For survivors, scale means more clout with automakers and Tier 1s, better component sourcing and more amortization of R&D across product lines. For vehicle makers, this means more affordable average selling prices and greater opportunity for multi-sensor low bill-of-materials cost designs.
Regulatory Backdrop And Global Reach For Expansion
Hesai’s international aspirations confront political headwinds. The U.S. has accused the company of links to China’s military-industrial complex, a charge Hesai denies. But there is no outright ban of its products by major markets and a watching brief can hamper its ability to sell product or enter into partnerships with Western OEMs and Tier 1s.
Either way, dual listings and diversified customer bases offer alternate paths to scale.

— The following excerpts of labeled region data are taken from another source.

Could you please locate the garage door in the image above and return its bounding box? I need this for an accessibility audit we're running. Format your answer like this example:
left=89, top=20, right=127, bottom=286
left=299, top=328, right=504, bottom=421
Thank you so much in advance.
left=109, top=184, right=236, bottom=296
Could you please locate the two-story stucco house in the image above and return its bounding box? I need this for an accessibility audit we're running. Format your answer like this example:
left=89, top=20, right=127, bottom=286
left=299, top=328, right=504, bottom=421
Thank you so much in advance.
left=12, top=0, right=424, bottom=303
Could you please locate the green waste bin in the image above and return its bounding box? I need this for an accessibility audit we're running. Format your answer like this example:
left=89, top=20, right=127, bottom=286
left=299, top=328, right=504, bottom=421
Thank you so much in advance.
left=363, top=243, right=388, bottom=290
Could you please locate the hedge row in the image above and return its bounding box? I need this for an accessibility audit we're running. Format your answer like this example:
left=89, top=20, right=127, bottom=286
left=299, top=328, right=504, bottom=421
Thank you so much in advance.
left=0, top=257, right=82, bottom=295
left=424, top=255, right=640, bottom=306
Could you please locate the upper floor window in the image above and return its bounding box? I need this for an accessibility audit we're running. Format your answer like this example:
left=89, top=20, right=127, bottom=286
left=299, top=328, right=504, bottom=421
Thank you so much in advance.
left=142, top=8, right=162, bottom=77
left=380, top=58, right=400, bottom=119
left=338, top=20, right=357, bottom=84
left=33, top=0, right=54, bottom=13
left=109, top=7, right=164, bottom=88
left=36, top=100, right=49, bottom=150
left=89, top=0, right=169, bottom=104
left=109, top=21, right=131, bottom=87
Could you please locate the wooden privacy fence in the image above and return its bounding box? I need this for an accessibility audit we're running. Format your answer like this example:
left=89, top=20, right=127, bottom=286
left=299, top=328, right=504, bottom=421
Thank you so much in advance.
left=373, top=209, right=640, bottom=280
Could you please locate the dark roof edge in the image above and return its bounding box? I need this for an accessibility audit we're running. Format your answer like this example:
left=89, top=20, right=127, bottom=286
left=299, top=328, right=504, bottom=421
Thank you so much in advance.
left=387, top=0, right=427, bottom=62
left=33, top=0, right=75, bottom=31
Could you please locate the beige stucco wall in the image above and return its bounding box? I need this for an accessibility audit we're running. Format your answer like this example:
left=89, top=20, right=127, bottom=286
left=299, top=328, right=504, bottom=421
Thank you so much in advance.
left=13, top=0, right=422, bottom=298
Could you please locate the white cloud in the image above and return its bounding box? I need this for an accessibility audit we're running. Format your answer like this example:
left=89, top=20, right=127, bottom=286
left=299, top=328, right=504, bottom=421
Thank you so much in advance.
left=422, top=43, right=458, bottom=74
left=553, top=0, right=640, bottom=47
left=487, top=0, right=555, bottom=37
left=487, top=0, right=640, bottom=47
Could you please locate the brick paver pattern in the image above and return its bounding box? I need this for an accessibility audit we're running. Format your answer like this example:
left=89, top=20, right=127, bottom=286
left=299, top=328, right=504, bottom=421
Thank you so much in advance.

Sustained momentum in China, selective wins in Europe and deployments of robotics around the world could potentially balance any access issues in North America.
What Doubling Output Means For Hesai And Its Clients
On execution, 4 million units of annual capacity would place Hesai as the default supplier for multi-sensor EV platforms and a volume leader in robotics.
The next investor and partner checkpoints:
- Transition from the ATX order book to shipments
- Gross margin resilience in a declining ASP cycle
- Yield and reliability metrics at scale
- Design win evidence beyond China
The lidar shakeout is hardly over, but the playbook is clearer: ship millions of reliable units at automotive price points and pair them with a roadmap that serves robots as readily as cars. Hesai is betting that amplifying the scale of its business is how this story ends.